A group of U.S. Republican lawmakers introduced a bill on Wednesday to extend the term of the U.S. export credit agency for five years past its current June deadline.
The Export-Import Bank, which provides support to U.S. exporters and the buyers of U.S. goods, has been targeted for closure by some conservative Republicans who say it usurps the role of the private sector and provides “welfare” for big business.
The legislation kicks off what is likely to be a battle this year between the chairman of the House Committee on Financial Services, Jeb Hensarling, one of the bank’s strongest critics, and moderate Republicans, Democrats and business groups determined to keep Ex-Im open.

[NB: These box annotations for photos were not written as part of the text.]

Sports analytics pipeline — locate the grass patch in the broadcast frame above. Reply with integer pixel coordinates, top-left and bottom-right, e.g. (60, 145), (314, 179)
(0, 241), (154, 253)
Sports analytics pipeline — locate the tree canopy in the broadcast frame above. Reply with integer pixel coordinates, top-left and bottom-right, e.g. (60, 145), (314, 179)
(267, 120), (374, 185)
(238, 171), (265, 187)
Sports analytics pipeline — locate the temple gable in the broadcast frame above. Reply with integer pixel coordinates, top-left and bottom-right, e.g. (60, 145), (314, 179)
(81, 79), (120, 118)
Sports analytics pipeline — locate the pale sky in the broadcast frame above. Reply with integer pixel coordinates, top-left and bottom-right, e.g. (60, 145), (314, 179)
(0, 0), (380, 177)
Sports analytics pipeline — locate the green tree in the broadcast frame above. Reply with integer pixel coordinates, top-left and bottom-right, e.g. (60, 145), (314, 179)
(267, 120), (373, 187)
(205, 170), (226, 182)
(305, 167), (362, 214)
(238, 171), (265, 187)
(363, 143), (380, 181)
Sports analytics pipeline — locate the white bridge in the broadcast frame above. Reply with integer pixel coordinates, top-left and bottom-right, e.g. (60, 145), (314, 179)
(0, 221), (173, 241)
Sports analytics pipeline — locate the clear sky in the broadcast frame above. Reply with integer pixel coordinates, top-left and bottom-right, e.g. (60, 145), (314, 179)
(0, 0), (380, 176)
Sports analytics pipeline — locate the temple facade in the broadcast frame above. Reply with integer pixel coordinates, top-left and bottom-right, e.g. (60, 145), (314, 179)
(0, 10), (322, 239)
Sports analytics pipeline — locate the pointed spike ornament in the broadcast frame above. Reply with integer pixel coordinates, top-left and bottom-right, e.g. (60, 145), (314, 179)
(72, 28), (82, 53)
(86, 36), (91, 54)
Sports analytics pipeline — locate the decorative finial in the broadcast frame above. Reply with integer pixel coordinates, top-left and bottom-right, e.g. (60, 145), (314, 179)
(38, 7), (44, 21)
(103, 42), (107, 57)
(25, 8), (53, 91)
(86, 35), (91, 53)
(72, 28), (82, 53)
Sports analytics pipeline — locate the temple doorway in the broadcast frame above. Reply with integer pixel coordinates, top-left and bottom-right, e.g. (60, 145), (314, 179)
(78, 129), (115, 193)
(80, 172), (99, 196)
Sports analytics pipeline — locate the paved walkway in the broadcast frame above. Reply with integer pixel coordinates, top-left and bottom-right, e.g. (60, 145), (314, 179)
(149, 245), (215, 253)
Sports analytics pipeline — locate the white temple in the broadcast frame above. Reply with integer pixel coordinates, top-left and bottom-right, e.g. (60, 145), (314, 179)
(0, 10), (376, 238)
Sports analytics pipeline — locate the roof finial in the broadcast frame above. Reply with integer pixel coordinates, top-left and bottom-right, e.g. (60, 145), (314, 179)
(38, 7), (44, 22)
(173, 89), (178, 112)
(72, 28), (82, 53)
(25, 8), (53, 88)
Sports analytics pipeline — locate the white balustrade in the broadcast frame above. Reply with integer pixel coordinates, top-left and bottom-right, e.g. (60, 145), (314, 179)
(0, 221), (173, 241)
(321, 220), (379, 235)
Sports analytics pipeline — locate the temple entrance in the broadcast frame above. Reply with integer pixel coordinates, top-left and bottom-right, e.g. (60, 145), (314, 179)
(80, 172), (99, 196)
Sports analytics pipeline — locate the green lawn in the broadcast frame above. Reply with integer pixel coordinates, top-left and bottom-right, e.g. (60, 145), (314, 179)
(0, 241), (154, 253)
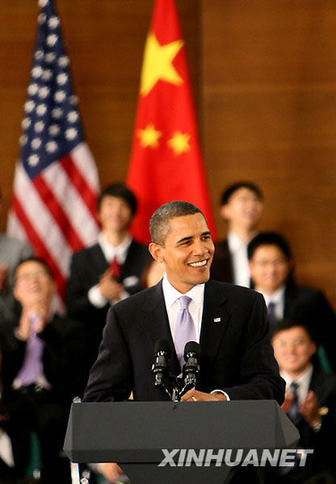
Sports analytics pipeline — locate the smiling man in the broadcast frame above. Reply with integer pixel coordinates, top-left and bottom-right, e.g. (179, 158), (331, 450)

A bill introduced by Tennessee lawmaker Stephen Fincher and 57 fellow Republicans would give the bank five more years, but also cut its lending cap to $130 billion from $140 billion.
Other changes would increase Ex-Im’s risk-sharing with the private sector, strengthen anti-corruption practices and increase capital buffers.
“The U.S. Ex-Im Bank has been a job-creator since its inception, yet it is in dire need of major reforms to ensure its ability to continue creating jobs at no expense to the taxpayer,” Fincher said in a statement.
“In reforming the Ex-Im Bank, we’ll make its practices more accountable and transparent than ever before.
The Ex-Im Bank has been criticized for aiding big companies such as Boeing Co and Caterpillar Inc, but its supporters argue it also helps many small businesses that are unable to get export insurance from private banks.